Fit copCAR model to discrete areal data.

Description

Fit the copCAR model to Bernoulli, negative binomial, or Poisson observations.

Usage

copCAR(formula, family, data, offset, A, method = c("CML", "DT", "CE"),
  confint = c("none", "bootstrap", "asymptotic"), model = TRUE, x = FALSE,
  y = TRUE, verbose = FALSE, control = list())
copCAR(formula, family, data, offset, A, method = c("CML", "DT", "CE"),
  confint = c("none", "bootstrap", "asymptotic"), model = TRUE, x = FALSE,
  y = TRUE, verbose = FALSE, control = list())

Arguments

`formula`	an object of class “`formula`” (or one that can be coerced to that class): a symbolic description of the model to be fitted. The details of the model specification are given under "Details".
`family`	the marginal distribution of the observations at the areal units and link function to be used in the model.
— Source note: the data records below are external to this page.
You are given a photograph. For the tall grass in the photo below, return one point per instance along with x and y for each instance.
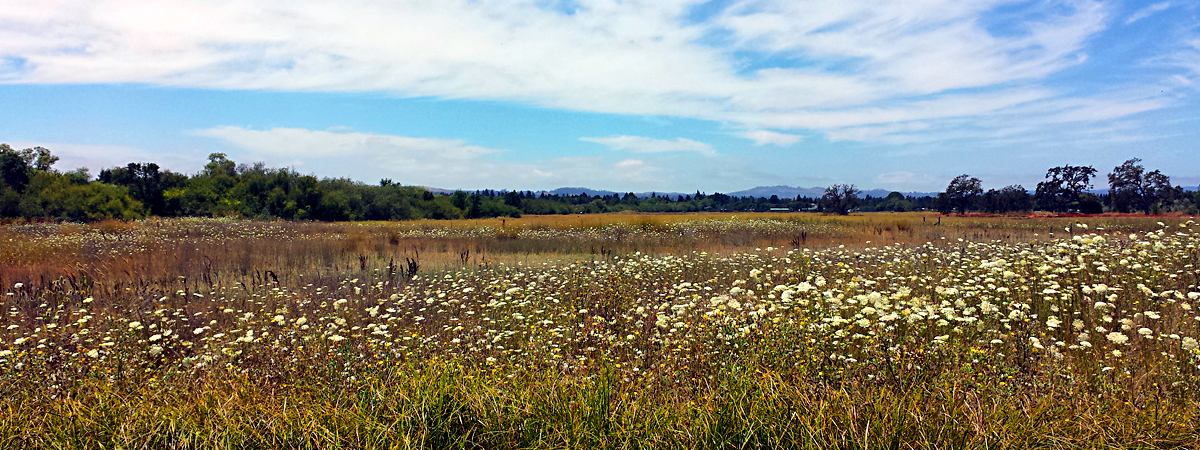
(672, 333)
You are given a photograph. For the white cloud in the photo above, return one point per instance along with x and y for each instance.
(1147, 12)
(454, 163)
(649, 145)
(903, 179)
(97, 157)
(862, 63)
(763, 137)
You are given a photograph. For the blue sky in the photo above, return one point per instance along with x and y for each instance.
(667, 95)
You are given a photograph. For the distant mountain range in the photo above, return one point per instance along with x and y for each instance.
(761, 191)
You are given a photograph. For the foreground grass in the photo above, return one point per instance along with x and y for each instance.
(243, 335)
(448, 406)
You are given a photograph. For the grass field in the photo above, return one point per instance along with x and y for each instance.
(792, 330)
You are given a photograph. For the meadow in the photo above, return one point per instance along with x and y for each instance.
(615, 331)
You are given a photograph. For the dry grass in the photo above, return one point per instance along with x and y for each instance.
(603, 331)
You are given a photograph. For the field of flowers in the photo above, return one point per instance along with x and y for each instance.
(882, 333)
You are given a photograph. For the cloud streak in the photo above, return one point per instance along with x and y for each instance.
(455, 163)
(639, 144)
(845, 64)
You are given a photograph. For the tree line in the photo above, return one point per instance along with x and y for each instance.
(1066, 189)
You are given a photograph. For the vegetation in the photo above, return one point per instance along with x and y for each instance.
(603, 331)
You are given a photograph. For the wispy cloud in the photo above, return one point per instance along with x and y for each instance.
(1147, 12)
(640, 144)
(838, 63)
(456, 163)
(763, 137)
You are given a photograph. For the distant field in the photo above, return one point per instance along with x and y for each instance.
(618, 330)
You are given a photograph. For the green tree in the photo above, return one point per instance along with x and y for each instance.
(840, 198)
(1132, 187)
(963, 191)
(1063, 186)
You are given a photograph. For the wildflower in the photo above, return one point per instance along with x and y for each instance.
(1117, 337)
(1189, 343)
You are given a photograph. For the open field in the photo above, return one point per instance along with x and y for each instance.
(882, 330)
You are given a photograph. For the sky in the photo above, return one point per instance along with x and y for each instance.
(621, 95)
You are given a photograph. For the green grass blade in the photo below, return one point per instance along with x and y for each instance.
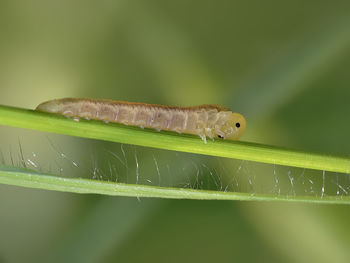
(32, 179)
(171, 141)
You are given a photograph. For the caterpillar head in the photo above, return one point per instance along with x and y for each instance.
(233, 127)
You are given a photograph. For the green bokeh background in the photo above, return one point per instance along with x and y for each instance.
(283, 64)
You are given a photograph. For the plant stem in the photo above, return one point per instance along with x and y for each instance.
(35, 120)
(32, 179)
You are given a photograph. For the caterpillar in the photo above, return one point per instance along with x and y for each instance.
(212, 121)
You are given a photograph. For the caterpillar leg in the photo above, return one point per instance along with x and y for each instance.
(203, 136)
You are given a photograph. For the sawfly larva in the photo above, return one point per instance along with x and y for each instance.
(211, 121)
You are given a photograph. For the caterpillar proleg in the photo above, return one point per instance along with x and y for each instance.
(211, 121)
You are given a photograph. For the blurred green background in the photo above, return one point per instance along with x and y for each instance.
(282, 64)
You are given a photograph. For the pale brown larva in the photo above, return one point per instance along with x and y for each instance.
(211, 121)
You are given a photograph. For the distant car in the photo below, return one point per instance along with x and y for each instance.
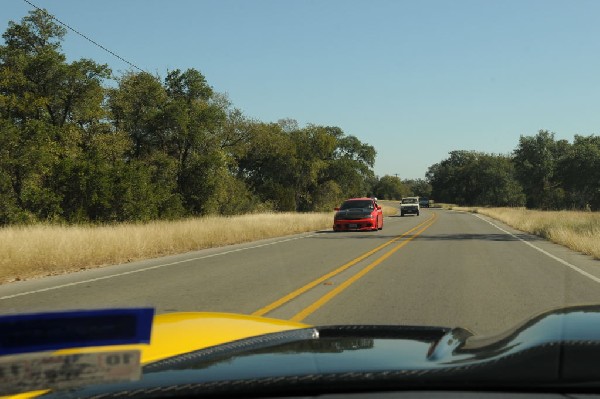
(409, 205)
(358, 214)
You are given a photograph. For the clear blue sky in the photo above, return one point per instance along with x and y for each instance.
(416, 79)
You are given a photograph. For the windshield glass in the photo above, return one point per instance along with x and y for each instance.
(189, 157)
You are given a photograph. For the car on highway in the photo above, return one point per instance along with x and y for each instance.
(358, 214)
(166, 222)
(409, 205)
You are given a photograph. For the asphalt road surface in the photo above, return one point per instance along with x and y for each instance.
(442, 268)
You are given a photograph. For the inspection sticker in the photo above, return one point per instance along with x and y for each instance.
(31, 372)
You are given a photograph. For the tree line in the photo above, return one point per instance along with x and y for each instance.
(541, 173)
(73, 149)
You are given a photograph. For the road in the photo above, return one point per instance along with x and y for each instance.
(442, 268)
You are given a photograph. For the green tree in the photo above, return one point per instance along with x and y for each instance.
(390, 188)
(579, 170)
(474, 178)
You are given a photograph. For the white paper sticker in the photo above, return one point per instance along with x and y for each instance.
(30, 372)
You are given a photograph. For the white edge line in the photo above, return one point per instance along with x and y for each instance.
(149, 268)
(556, 258)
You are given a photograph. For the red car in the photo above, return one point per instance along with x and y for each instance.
(358, 214)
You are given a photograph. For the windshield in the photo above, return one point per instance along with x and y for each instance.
(188, 156)
(357, 204)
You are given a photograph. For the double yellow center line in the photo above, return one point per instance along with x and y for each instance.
(326, 298)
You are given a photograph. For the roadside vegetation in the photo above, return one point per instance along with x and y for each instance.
(541, 173)
(579, 231)
(42, 250)
(45, 250)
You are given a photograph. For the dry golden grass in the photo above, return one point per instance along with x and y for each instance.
(43, 250)
(389, 208)
(579, 231)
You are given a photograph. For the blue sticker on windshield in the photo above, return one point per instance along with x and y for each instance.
(59, 330)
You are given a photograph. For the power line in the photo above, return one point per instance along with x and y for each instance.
(84, 36)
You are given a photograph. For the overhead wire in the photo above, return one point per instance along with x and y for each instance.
(85, 37)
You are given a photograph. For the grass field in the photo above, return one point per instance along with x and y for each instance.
(579, 231)
(44, 250)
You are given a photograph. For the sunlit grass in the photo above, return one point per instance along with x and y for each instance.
(579, 231)
(43, 250)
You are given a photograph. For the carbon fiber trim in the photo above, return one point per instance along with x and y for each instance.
(230, 348)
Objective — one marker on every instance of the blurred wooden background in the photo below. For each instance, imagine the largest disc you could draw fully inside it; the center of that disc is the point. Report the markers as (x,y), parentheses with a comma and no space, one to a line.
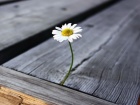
(106,69)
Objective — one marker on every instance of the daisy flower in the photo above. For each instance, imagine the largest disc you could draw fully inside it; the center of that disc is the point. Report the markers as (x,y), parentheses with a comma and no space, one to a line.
(67,32)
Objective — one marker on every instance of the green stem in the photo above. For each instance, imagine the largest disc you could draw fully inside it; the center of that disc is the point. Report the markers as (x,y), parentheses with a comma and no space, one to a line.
(67,75)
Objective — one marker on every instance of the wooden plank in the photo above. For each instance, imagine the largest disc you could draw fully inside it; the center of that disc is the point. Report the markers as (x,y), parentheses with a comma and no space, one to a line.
(46,91)
(53,63)
(12,97)
(49,64)
(112,73)
(22,20)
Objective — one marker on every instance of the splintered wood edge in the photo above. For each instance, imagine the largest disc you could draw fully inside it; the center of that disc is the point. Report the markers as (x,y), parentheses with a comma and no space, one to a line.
(15,98)
(27,89)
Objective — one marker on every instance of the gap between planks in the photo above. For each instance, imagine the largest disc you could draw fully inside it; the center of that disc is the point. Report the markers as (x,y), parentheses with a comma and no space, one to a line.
(12,97)
(44,90)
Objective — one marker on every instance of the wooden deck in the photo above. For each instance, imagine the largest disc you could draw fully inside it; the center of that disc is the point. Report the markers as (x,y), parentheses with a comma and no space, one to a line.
(106,69)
This can be a character string naming a family function, a family function or the result of a call to a family function. (See `family` for details of family functions.) Supported families are `binomial`, `negbinomial`, and `poisson`. When the negative binomial family is used, an initial value for $\theta$ must be passed to the `negbinomial` family function.
`data`	an optional data frame, list or environment (or object coercible by `as.data.frame` to a data frame) containing the variables in the model. If not found in data, the variables are taken from `environment(formula)`, typically the environment from which `copCAR` is called.
`offset`	this can be used to specify an a priori known component to be included in the linear predictor during fitting. This should be `NULL` or a numeric vector of length equal to the number of observations. One or more `offset` terms can be included in the formula instead or as well, and if more than one is specified their sum is used. See `model.offset`.
`A`	the symmetric binary adjacency matrix for the underlying graph.
`method`	the method for inference. `copCAR` supports the continous extension (“`CE`”), distributional transform (“`DT`”), and composite marginal likelihood (“`CML`”).
`confint`	the method for computing confidence intervals. This defaults to “`none`”. The other options are “`bootstrap`” (for parametric bootstrap intervals using the quantile method) and “`asymptotic`” (for intervals computed using an estimate of the asymptotic covariance matrix).
`model`	a logical value indicating whether the model frame should be included as a component of the returned value.
`x`	a logical value indicating whether the model matrix used in the fitting process should be returned as a component of the returned value.
`y`	a logical value indicating whether the response vector used in the fitting process should be returned as a component of the returned value.
`verbose`	a logical value indicating whether to print various messages to the screen, including progress updates. Defaults to `FALSE`.
`control`	a list of parameters for controlling the fitting process. `bootit` the size of the (parametric) bootstrap sample. This applies when `confint = "bootstrap"`, or when `confint = "asymptotic"` and `method = "CML"` or `method = "DT"`. Defaults to `500`. `m` the number of vectors of standard uniforms used to approximate the expected likelhood when `method = "CE"`. Defaults to `1000`. `rho.max` the value $\rho^{\max}$ , which is the maximum value of $\rho$ used to approximate the CAR variances when `method = "CE"` or `method = "DT"`. If missing, assumed to be `0.999`. `epsilon` the tolerance $\epsilon > 0$ used to approximate the CAR variances when `method = "CE"` or `method = "DT"`. If missing, assumed to be `0.01`. item`maxit`the maximum number of iterations to be used by `optim` when optimizing the objective function. Defaults to `1000`. `parallel` a logical value indicating whether to parallelize the bootstrap. This defaults to `TRUE` if the parallel package can be loaded. `type` the cluster type, one of “`SOCK`” (default), “`PVM`”, “`MPI`”, or “`NWS`”. `nodes` the number of slave nodes to create.

Details

This function performs frequentist inference for the copCAR model proposed by Hughes (2015). copCAR is a copula-based areal regression model that employs the proper conditional autoregression (CAR) introduced by Besag, York, and Mollié (1991). Specifically, copCAR uses the CAR copula, a Caussian copula based on the proper CAR.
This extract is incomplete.